Island of the World is the story of a child born in 1933 into the turbulent world of the Balkans and tracing his life into the third millennium. The central character is Josip Lasta, the son of an impoverished school teacher in a remote village high in the mountains of the Bosnian interior. As the novel begins, World War II is underway and the entire region of Yugoslavia is torn by conflicting factions: German and Italian occupying armies, and the rebel forces that resist them--the fascist Ustashe, Serb nationalist Chetniks, and Communist Partisans. As events gather momentum, hell breaks loose, and the young and the innocent are caught in the path of great evils; their only remaining strength is their religious faith and their families.
For more than a century, the confused and highly inflammatory history of former Yugoslavia has been the subject of numerous books, many of them rife with revisionist history and propaganda. The peoples of the Balkans live on the border of three worlds: the Islamic, the orthodox Slavic East, and Catholic Europe, and as such they stand in the path of major world conflicts that are not only geo-political but fundamentally spiritual. This novel cuts to the core question: how does a person retain his identity, indeed his humanity, in absolutely dehumanizing situations?

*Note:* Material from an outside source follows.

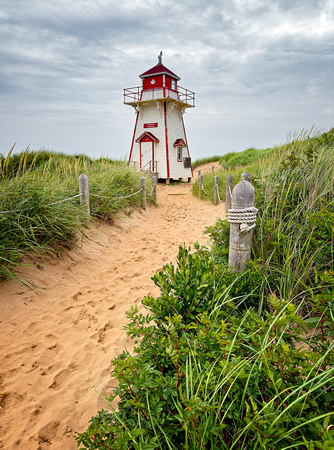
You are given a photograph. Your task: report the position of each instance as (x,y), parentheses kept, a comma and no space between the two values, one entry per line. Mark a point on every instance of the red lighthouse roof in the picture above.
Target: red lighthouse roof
(159,69)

In the life of the central character, the author demonstrates that this will demand suffering and sacrifice, heroism and even holiness. When he is twelve years old, his entire world is destroyed, and so begins a lifelong Odyssey to find again the faith which the blows of evil have shattered. The plot takes the reader through Josip's youth, his young manhood, life under the Communist regime, hope and loss and unexpected blessings, the growth of his creative powers as a poet, and the ultimate test of his life. There are journeys that show him new worlds and there are numerous characters who affect his life, and who are changed by him. Ultimately this novel is about the ways divine providence can bring forth good fruit from the lives of those who have suffered radical injustice. It is about the crucifixion of a soul--and resurrection.